Es ist in Deutschland nicht unproblematisch, öffentlich aufzuzeigen, dass aktuelle Entwicklungen erschreckend an andere Regierungsformen erinnern. Und doch scheint es mir für jeden von uns als moralische Pflicht, Verantwortung für sich und seine relevanten Strukturen zu übernehmen und entsprechend zu handeln.

Am Ende gewinnt die Realität. Die Realität ist, dass Funktionäre die unseren Glauben an die Demokratie beschädigen – während sie mit Wortverdrehung und Drohungen verhindern wollen, dass Leute die Harke eben eine Harke nennen.
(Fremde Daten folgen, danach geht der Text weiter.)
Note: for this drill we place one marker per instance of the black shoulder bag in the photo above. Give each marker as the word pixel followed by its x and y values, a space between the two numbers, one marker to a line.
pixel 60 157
Nehmen wir aber an, dass die Funktionäre mit ihrem Ansinnen durchkommen – sie scheinen ja wenig Gegenwehr zu erleben –, und die, die zur Verteidigung der Demokratie eingesetzt sind, scheinen bisweilen selbst Öl ins Feuer zu gießen.

Sagen wir mal so

Ich weiß nicht, ob es als »rechtsextrem« gälte, sich darauf vorzubereiten, dass in Deutschland jede inhaltliche Opposition verboten wird, mit entsprechenden Folgen für alle Sympathisanten und generellen Kritiker.

Erst will man es mit »Aussteigerprogrammen«, Wählerbeschimpfung und Propaganda-Dauerbeschuss versuchen, dazu mit Diskriminierung und Benachteiligung im Alltag.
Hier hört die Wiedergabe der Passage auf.